Capítulo 4
Bel-Nirani, uno de los mejores agentes del Ojo de Dios, el legendario servicio secreto asirio, de regreso de lo que fue su última misión en Egipto, tuvo oportunidad de comentar pormenores de la misma con el propio rey Asurbanipal. El monarca, espejo de ferocidad para los pueblos vecinos, era hombre de mente inquieta y, además, sentía especial simpatía por aquel hombre. Uno que, pese a ser de cuna noble, se había dedicado a aquella labor oscura, lejos de la gloria de las batallas y, empero, vital para la supervivencia de Asiria.
Mientras paseaban por los jardines del gran palacio real de Nínive, entre árboles en flor y toros de piedra alados, Bel-Nirani quiso explicar al rey en qué consistía con exactitud la maat de los egipcios. Lo intentó, al menos, ya que era un concepto tan inasible que hubo de echar mano de comparaciones y metáforas para aproximarse a él. El rey, tras escucharle un buen rato, había acabado por menear la cabeza.
—Orden, verdad, justicia…
—Los egipcios la definen mediante esos tres atributos, sí. Pero la maat es algo más que la simple suma de los tres.
—Ya. —Asurbanipal movió, majestuoso, la cabeza—. Maat, por lo que veo, es uno de esos conceptos básicos que, creo, todos los pueblos tienen. Entiendo que se define a sí misma y no a partir de nada, tal como ocurre con vida, muerte, piedra, árbol.
—Así es. Maat es maat.
—¿Pero no es también un dios? Creo recordar haber visto alguna estatua suya, traídas por mis soldados tras alguno de los escarmientos que tuvimos que dar en Egipto.
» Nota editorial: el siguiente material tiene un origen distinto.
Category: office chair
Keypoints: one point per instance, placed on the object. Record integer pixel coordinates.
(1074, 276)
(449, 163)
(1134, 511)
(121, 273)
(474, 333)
—Una diosa, sí. Una alada, con una pluma de avestruz en la cabeza. Esa pluma, señor, es entre los egipcios el emblema de la justicia y esa diosa, con su pluma, aparece a menudo en las pinturas del juicio de las almas. Pero tengo que insistir en que la maat es más que justicia. La justicia define a la maat de igual forma que afilada define a una espada, por ejemplo. Es una de sus características.
—Eso lo entiendo.
—Hay quienes llaman a la maat la luz de Egipto. Y no es mala definición, porque es la maat quien alumbra el camino del reino. Cuando la maat impera, Egipto prospera.
—Y, claro, cuando se pierde, sobreviene la ruina del reino.
—Sí. —Bel-Nirani, fornido, de hombros anchos y manos grandes, se había acariciado la barba espesa, contento de haber podido dejársela crecer de nuevo, luego de vivir rasurado entre egipcios, haciéndose pasar por uno de ellos—. Desde tiempos inmemoriales, los egipcios han celebrado ceremonias relacionadas con la maat. Una de las más sagradas era aquélla en la que el faraón proclamaba el imperio de la maat…
—¡Ah! —El rey le miró, interesado—. ¿Estarán en esos ritos los orígenes últimos de esa secta de magos, los mesentis, de los que me hablabas?
—Tal vez. Se ha producido, en Egipto, una fractura seria entre la religión tradicional y las formas religiosas populares. Los mesentis son, sí, magos que, mediante el ejercicio de la rectitud, pretenden devolver la maat a Egipto. Su existencia misma es una muestra de la decadencia de Egipto. —Sonrió—. De la pérdida de la maat, por decirlo en sus propios términos.
—Siempre hubo magos y hechiceros en Egipto.
—Sí, pero no eran más que una variante de su religión. Hombres capaces de convocar a los elementos sobrenaturales, tanto para hacer el bien como el mal. Los mesentis procuran obrar con rectitud, evitar los cuarenta y dos pecados, como un acto mágico cuyos efectos deben alcanzar a todo el país.
—La magia, por lo general, viene a ser una especie de atajo para conseguir las cosas. No sé yo si una así, con el gran esfuerzo personal que parece requerir, podría llegar a ser muy popular entre las gentes.
—Los mesentis, en su momento, causaron un revuelo bastante considerable en algunas zonas del Delta. Pero ese momento ya pasó. En efecto, a la hora de la verdad, pocos abrazaron de forma activa el credo mesenti y, además, sus grandes figuras fueron asesinadas por instigación de los jefes ma. Hablo de hace años.
—¿Por qué? ¿En qué les molestaban esos hombres virtuosos?
—En que proclamaban la necesidad de la unión de Egipto, como requisito indispensable para la restauración de la maat.
—Ah, ya. Pero algún mesenti queda, ¿no? Ese oficial del faraón…
—¿Snefru de Dyebat-Neter? Él nunca admitió ser un mesenti, aunque tampoco lo negaba.
—Ya. Bueno, prosigue con tu historia.